Village in Uşak Province, Turkey

Kırkyaren is a village (neighborhood) in the Karahallı District of Uşak Province, Turkey. Its population is 439 (2007).

==Name==
The name of the village means literally "forty friends" (Turkish: kırk, "forty," + yaren, "friend"). The village name has also been recorded as Kırkyaran, Kırkyılan, Kırkyalan, and Kırkyeren.

==History==
In 1782, four villagers of Kırkyaren were reportedly robbed and held captive by villagers from a place called Emre Sultan, supposedly as part of Qizilbash or Alevi rituals.

In 1907, the village included 181 households, with a population of 905.

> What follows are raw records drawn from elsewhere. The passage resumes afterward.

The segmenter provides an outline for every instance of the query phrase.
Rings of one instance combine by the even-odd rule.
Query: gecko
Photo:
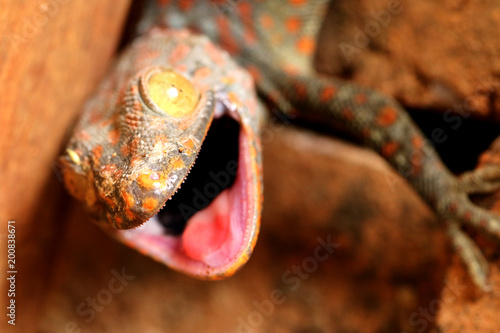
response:
[[[378,152],[443,221],[472,281],[488,263],[462,231],[500,237],[468,195],[500,167],[453,175],[407,112],[375,90],[318,74],[328,1],[149,1],[138,36],[88,101],[65,154],[68,191],[126,245],[201,279],[250,258],[263,203],[260,129],[269,109],[340,129]]]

In 1955, the village population was 954.

==Historical sites==
- Some Byzantine spolia can be found in the village. On Türkmendede Hill north of the village are the remains of three buildings with Byzantine spolia.
- Kırkyaren Village Big Fountain (Koca Çeşme), about 1.5 kilometers north of the village, was built in 1843 and is attached to the wall of the village laundry (çamaşırhane).
- Kırkyaren Village Lower Fountain (Aşağı Çeşme), 20 meters northwest of the Big Fountain, was built in 1867-68, but has been mostly destroyed by "treasure hunters."